Madison Wilkinson, freshman in Business, attests to this. She and boyfriend Tyler Fowler, junior at Rochelle Township High School, have been together for over a year. They participated in a wide range of activities together such as hiking, fishing, bike riding and tennis. The physical activity was strong, but it was counteracted with their dates to restaurants or movie nights at home.

“We hung out often and ate whenever we were hungry. Sometimes I ate more. I feel like I did gain some weight and I was always with him in my free time, so I didn’t go to the gym as much,” she said.

With Fowler back at home, Wilkinson has gotten back into the habit of exercising in her free time. “Now that I’m away in college, I have time to work out more and have lost some weight.”

Andrade said spending time with one another in a relationship can be used to stay healthy. She recommended exercising on a daily basis: walking together or joining a sport. Creating a plan in which the duo logs exercise hours can help them stay on track.

Some couples on campus work out together to burn off the dessert they shared on date night. Customer Service Assistants at the ARC frequently see pairs hitting the gym together. Kyle Janczak, graduate student in Business, said that couples often opt for a cardio workout or lightweight activities, such as basketball, while visiting the gym.

Brianna Goen, senior in LAS, also said students work off the love pounds by joining each other in a game of racket ball or badminton. Pool facilities are also available at the ARC for couples to take advantage of.

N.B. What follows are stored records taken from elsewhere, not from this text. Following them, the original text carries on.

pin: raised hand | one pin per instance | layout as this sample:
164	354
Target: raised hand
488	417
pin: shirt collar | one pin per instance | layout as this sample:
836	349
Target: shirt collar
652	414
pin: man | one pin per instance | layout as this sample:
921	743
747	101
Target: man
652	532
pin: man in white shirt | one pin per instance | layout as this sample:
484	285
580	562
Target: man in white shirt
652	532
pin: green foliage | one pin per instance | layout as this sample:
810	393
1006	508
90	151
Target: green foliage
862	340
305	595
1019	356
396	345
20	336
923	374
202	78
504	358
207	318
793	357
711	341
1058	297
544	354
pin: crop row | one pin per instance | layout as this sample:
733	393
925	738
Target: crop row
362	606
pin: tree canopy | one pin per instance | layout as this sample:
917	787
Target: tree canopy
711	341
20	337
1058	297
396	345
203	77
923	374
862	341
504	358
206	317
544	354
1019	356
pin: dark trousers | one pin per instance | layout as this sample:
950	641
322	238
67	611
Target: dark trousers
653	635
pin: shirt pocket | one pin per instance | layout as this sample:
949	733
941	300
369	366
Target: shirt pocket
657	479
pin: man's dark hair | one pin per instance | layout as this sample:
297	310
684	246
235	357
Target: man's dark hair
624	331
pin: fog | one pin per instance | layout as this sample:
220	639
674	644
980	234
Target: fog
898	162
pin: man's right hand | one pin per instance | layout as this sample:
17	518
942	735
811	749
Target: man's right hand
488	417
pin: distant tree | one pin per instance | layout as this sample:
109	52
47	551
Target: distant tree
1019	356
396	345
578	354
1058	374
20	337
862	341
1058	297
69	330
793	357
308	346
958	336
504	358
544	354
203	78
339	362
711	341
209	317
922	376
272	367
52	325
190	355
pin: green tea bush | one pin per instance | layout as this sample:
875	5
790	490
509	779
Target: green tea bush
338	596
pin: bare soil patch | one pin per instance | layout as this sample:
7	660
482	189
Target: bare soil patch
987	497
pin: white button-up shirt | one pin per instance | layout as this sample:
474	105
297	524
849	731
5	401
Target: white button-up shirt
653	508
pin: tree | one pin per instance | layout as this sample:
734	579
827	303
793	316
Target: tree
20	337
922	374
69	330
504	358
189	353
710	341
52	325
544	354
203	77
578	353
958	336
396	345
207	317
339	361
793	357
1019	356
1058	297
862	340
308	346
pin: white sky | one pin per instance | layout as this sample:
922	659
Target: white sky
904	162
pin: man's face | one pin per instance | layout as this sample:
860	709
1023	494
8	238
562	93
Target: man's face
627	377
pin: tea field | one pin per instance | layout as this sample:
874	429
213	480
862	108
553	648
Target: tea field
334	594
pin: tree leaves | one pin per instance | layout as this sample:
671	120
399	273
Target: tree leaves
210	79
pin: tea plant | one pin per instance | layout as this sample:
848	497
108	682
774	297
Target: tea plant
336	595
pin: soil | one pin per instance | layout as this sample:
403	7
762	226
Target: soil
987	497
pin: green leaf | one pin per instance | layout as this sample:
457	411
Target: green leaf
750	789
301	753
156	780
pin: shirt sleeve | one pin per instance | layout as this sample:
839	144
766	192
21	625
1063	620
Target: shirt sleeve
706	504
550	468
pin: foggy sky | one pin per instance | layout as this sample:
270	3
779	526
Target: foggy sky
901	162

Andrade suggested some other tips to keep in mind to prevent weight gain during a relationship:

* Cook from home more often; know what’s going into your food and choose healthy ingredients.

* Use measuring cups and spoons when plating up your food; watch your consumption and only eat enough to satisfy.

* Don’t be tempted by seconds.

* Reduce your alcohol intake because alcohol stores fat in your body.

* “When going out to eat, only eat a small portion they are giving you and choose healthy items like vegetables, baked chicken, salad, water, fruit or broth-based soups like chicken noodle,” she said.

And we thought love was all we were getting in our relationships. If done right, exercising together and making healthy food choices can make the perfect power couple.